Fiona told us the Helpline had made a positive difference to her experience.
“The helpline, which I found on Facebook when I was newly diagnosed, was wonderful. I was able to ask questions, talk to people who had undergone the surgery already and it was a fantastic support to me throughout the process. I would like to be more involved with the group as time allows and am still an active member.

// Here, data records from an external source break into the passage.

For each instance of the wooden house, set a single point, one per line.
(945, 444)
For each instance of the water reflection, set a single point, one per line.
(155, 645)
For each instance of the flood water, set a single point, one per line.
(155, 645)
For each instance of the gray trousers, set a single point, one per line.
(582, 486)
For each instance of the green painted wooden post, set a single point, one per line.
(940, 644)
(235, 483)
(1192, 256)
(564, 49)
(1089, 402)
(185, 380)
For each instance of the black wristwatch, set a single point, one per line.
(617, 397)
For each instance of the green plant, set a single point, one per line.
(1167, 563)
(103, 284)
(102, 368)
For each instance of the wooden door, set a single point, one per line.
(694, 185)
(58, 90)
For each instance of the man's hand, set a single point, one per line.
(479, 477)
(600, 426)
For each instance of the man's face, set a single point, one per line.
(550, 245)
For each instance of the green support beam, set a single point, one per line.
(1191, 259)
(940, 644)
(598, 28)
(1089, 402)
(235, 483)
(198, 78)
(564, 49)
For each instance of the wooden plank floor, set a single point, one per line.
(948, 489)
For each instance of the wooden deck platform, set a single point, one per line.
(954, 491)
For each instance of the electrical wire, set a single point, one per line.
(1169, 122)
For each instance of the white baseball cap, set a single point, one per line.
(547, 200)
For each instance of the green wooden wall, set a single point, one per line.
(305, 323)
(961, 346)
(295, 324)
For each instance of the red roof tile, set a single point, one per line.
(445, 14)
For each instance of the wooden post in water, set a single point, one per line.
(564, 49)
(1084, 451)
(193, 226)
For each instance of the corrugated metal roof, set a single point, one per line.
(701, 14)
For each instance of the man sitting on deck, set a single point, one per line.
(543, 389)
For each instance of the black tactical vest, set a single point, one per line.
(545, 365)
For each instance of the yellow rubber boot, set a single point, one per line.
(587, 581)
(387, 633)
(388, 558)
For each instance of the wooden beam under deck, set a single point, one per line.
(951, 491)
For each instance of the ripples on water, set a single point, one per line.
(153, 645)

The hardest part for me was finding out recently that my daughter carried the gene; I have struggled with guilt knowing that I have passed the gene on to her. She has no surgery planned at present as she is so young but we know that she has the options and that is some comfort.”
We asked Fiona what she might say to others who have been diagnosed
“To anyone who may have been newly diagnosed I would say
“Don’t be afraid, the worst part is the waiting around for the surgery. Afterwards I felt that I had a new lease of life”
The removal of my ovaries caused me to go straight into menopause and this has been a little challenging but then we all face this at some point.
I have chosen not to have HRT and trying to manage with healthy diet and lots of rest which is working well. I would say that I feel healthier and happier than I did ten years ago.”
Fiona took part on the photoshoot to become one of our twelve ladies in ‘My Genes and Me’ and Anita thank her very much for her participation and support and wish her all the very best for the future. She is pictured here wearing the 5627 Lupina in champagne.